Medical Spastic Patient Machine Interface MSPMI : Biomechanical and Electrophysiological Assessment of the Triceps Surae Spasticity

NCT03307135 · Status: COMPLETED · Phase: NA · Type: INTERVENTIONAL · Enrollment: 67

Last updated 2020-11-30

No results posted yet for this study

Summary

Spasticity is a disorder of the muscular tonus that occurs in disease including the upper motor neuron (strokes, spinal cord injuries, multiple sclerosis, traumatic brain injuries or cerebral palsies). It begins few hours after the neural aggression and last until the grave.

The most accepted definition refers to a velocity-dependent increase in stretch reflexes elicited by passive stretch (Lance definition) but new approaches prefers to distinguish neural (reflex) and non-neural (soft tissues alterations) components of the increase resistance to a passive stretch. This deficiency is a major cause of complications as walking impairment, pain or bone deformities and may require intensive therapies (intrathecal baclofen infusion, intramuscular toxin botulinium injection, surgery, etc). Despite its high frequency and the potential complications, only clinical scales (modified Ashworth scale and modified Tardieu scale essentially) with criticized metrological properties are available for daily assessment. The SPASM Consortium has published on 2005 recommendations for developing devices using both mechanical and electrophysiological parameters.
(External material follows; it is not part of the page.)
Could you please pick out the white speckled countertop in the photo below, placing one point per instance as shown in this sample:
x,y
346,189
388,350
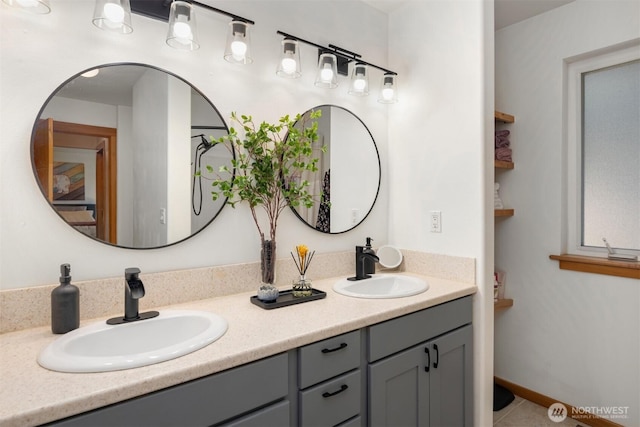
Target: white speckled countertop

The principle challenge was to ally parameters accuracy and utilization facility allowing quickly evaluation to the patient's bed. Few research team works on this topic but mostly on specific population and nowadays, no device has really crossed the door of laboratories.

This kind of tool would help us to improve the quality of the follow-up and to guide us between the choices of specific therapies.

The MSPMI has been created following these recommendations in the University of Technology of Compiègne, thanks to the collaboration between researchers of the UMR 7338 CNRS and a brain surgeon of the Nantes University Hospital. The patent was obtained on 2012. This device allows the assessment of the ankle plantar extensor (triceps surae) during a manually applied stretch movement. This muscle was selected as it is frequently involved and treated for spasticity.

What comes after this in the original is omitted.